The quasi-linear parameterization for unsaturated hydraulic conductivity K(PSI) = K(s) exp (alpha-PSI), where K is hydraulic conductivity, PSI is soil water matric potential, K(s) is saturated hydraulic conductivity, and alpha is a porous material parameter, has been used in both stochastic and deterministic models of unsaturated water flow in porous materials. In the stochastic approach, K(s) is assumed lognormally distributed, but alpha and the volumetric soil water capacity C = d-theta/d-PSI, with theta-volumetric soil water content, are assumed normally distributed. We point out here that alpha and K(s) are related to the same internal pore geometry of the soil. This interrelationship ensures that if K(s) is lognormal, then alpha, and possibly C, will also be lognormal.

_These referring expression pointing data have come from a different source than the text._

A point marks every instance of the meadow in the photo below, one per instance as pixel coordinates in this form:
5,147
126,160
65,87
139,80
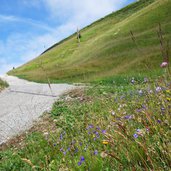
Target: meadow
3,84
102,128
123,43
121,119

Additionally, we present preliminary field results which indicate that alpha is better described by a lognormal than a normal distribution. The quasi-linear parameterization can be expected to be correct only in some integral sense. Predictions of increases in the variability of hydraulic conductivity with decreasing PSI may therefore be prejudiced by the use of the exponential form for K(PSI). Tests of the sensitivity of stochastic model predictions to both the parameterizations adopted for K(PSI) and the assumed distribution functions of parameters seem warranted. Reliable experimental evidence on field variability of K(PSI) and PSI(theta) at substantial negative values of PSI are also needed.